Prompted by the upcoming need to implement the Affordable Care and Patient Protection Act, and commissioned in response to a request, and payment by (I don’t know how much money, but I assume a lot; IOM reports don’t come cheap) the Department of Health and Human Services, an IOM Committee has just completed such a report.

My old friend Dr. John Ball chaired a diverse committee of 18 members who are thought, data, and opinion leaders who, with able IOM staff support, produced this report. Here is another summary of it.

The 300-page report is heavy on use of evidence, cost effectiveness, inclusiveness, transparency, and value. I, for one, am happy with the range and nature of the report, but disappointed by lack of specifics.

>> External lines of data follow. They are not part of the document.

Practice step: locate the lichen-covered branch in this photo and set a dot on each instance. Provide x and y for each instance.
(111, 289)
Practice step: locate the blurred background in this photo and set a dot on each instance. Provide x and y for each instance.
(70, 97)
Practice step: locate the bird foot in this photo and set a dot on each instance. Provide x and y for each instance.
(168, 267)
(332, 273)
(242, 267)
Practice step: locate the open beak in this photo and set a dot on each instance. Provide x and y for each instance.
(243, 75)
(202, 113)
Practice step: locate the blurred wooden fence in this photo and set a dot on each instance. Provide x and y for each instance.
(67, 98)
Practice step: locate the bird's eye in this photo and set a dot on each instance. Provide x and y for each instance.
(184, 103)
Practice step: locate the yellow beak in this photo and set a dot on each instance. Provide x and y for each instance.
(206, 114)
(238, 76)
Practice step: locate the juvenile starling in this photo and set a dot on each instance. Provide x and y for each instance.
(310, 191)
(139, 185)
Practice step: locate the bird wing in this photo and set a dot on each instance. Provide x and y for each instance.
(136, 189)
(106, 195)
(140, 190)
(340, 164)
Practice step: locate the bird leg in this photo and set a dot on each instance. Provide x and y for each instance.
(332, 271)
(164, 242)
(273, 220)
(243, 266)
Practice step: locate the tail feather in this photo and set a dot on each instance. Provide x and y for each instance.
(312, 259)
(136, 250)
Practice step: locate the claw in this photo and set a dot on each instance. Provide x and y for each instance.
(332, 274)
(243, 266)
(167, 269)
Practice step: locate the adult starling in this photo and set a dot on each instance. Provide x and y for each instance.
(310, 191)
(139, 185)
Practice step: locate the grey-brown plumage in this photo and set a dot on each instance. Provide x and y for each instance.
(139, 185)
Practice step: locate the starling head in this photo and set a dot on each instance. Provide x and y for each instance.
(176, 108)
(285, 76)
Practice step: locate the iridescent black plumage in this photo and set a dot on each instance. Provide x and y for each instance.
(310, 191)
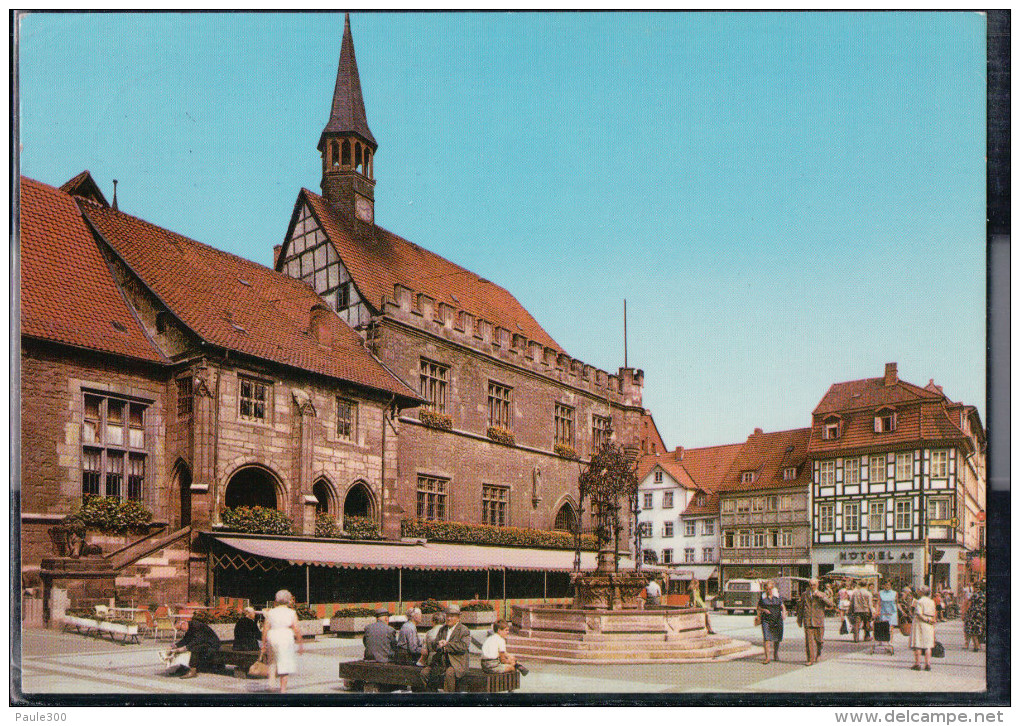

The Secretary of HHS plans open hearings for feedback as HHS attempts to convert the framework into action.

Sadly, I think HHS will fail.

The money involved is so massive and the ownership of the U.S. Congress by special interests so dominant, I cannot imagine how this, or any, administration could write and implement the specifics, devoid of political domination.

I dearly hope that the IOM will be invited and paid to take the next and final (plus ongoing) steps.

And, one would hope that any subsequent IOM reports along those lines follow the procedures espoused in the IOM’s most recent report on Conflicts of Interest in crafting Clinical Guidelines.

George Lundberg is a MedPage Today Editor-at-Large and former editor of the Journal of the American Medical Association.